Key features (bulleted)

  • Ground AI benefits in real-world wellbeing outcomes and in the health of societal infrastructure (education, government, markets, academia).
  • Adopt workable wellbeing measures when guiding AI systems (e.g., PERMA concepts) while recognizing that the map is not the territory.
  • Consider long-term wellbeing across time horizons, not just short-term gains.
  • Treat foundation models and their deployment as a critical lever with the potential to reshapes life and institutions.
  • Seek plausible, positive visions of AI-enabled futures that enhance relationships, meaning, and engagement.
  • Propose concrete leverage points for research and product design that integrate wellbeing considerations into models and data.
  • Encourage cross-disciplinary engagement between wellbeing science and machine learning to align incentives and evaluation.

Common use cases

  • Low-cost but proficient AI coaches that support personal growth and reflection.
  • Intelligent journaling tools that help self-reflection and progress tracking.
  • Apps that help people connect with friends, partners, or loved ones and strengthen relationships.
  • Tools that assist in aligning daily activities with personal values and long-term wellbeing goals.

Setup & installation

# Retrieve the original article for offline reading
curl -L -o thegradient_ai_wellbeing.html "https://thegradient.pub/we-need-positive-visions-for-ai-grounded-in-wellbeing/"
# Alternative retrieval (no dependencies)
wget -O thegradient_ai_wellbeing.html "https://thegradient.pub/we-need-positive-visions-for-ai-grounded-in-wellbeing/"

Quick start

Minimal runnable example: a toy wellbeing score using PERMA-like factors

# Simple PERMA-inspired wellbeing score
def wellbeing_score(positive_emotions, engagement, relationships, meaning, achievement):
return (0.2 * positive_emotions +
0.2 * engagement +
0.2 * relationships +
0.2 * meaning +
0.2 * achievement)
print(wellbeing_score(0.8, 0.6, 0.7, 0.9, 0.5))

This illustrates how a simple, composite score might be used to evaluate AI features through a wellbeing lens.

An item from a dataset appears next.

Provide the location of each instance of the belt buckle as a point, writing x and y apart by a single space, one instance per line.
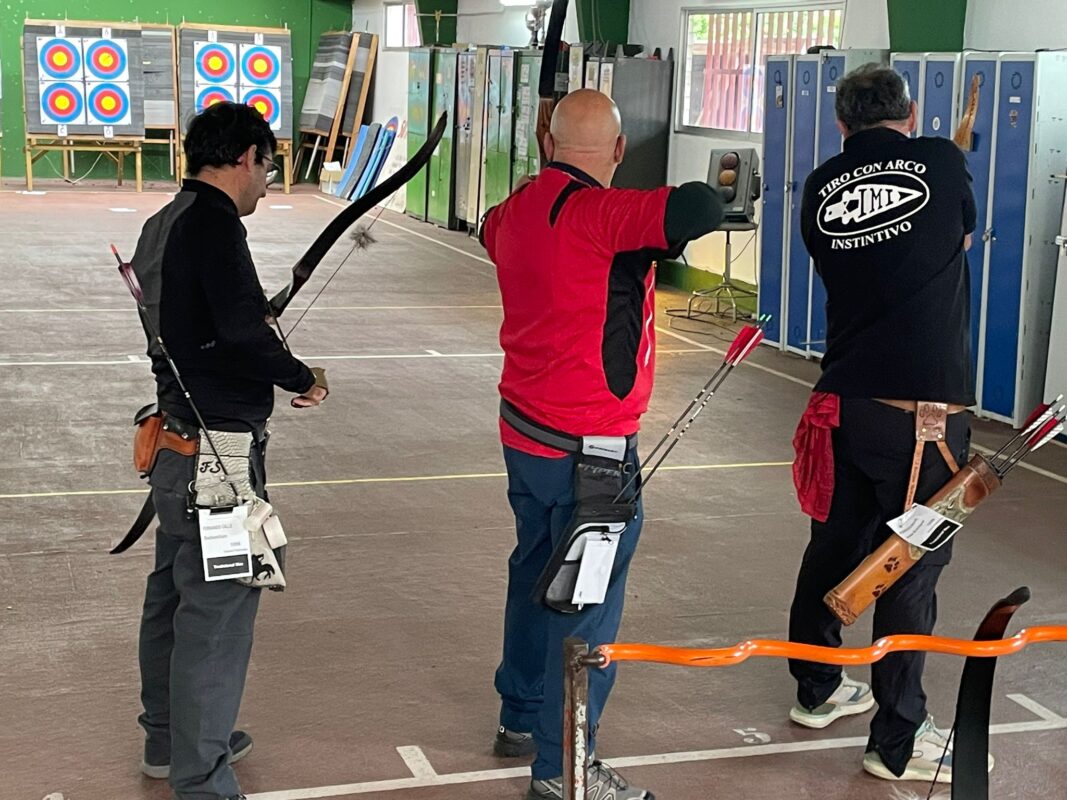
930 420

The original article points to using such frameworks (e.g., PERMA) as workable anchors for measurement while acknowledging theory fragmentation in wellbeing research.

Pros and cons

  • Pros
  • Aligns AI with human flourishing and lived experience.
  • Provides concrete, actionable metrics for researchers and policymakers.
  • Encourages cross-disciplinary collaboration between wellbeing science and ML.
  • Highlights the importance of long-term societal infrastructure in sustaining benefits.
  • Cons
  • Wellbeing is contested with multiple theories and proxies; no single definition fits all contexts.
  • Proxies may misrepresent true wellbeing if not chosen carefully.
  • Measuring wellbeing robustly in AI systems requires governance, transparency, and ongoing evaluation.
  • Achieving positive visions requires coordinated action across institutions and sectors.

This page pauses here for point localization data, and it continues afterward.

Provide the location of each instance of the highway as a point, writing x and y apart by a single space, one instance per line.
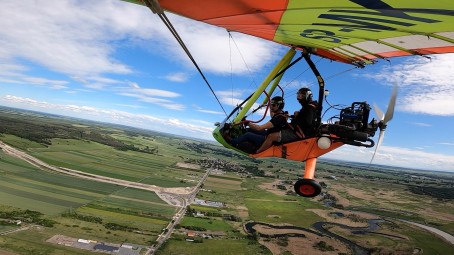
186 200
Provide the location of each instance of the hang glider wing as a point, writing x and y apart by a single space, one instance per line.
350 31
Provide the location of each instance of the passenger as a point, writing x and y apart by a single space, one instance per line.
301 125
256 135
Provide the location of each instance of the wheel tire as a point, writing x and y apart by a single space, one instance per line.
307 188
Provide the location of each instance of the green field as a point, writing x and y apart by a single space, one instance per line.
88 209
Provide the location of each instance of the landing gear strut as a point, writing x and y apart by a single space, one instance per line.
308 187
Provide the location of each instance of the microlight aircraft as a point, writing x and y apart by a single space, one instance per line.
355 32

Alternatives (brief comparisons)

| Approach | Focus | Pros | Cons |---|---|---|---| | Wellbeing-centered AI | Ground AI in wellbeing and institutions | Direct alignment with lived experience; actionable metrics | Requires consensus on proxies; measurement challenges |Economy-first AI | Prioritize GDP/efficiency and market impact | Clear metrics; scalable investments | Risk of misalignment with true wellbeing; may neglect non-economic values |Governance-first AI | Emphasize safety, policy, and regulation | Strong safety guarantees; structured deployment | Potentially slower innovation; dependence on policy cycles |

Pricing or License

N/A. The source does not specify any pricing or licensing terms for this essay.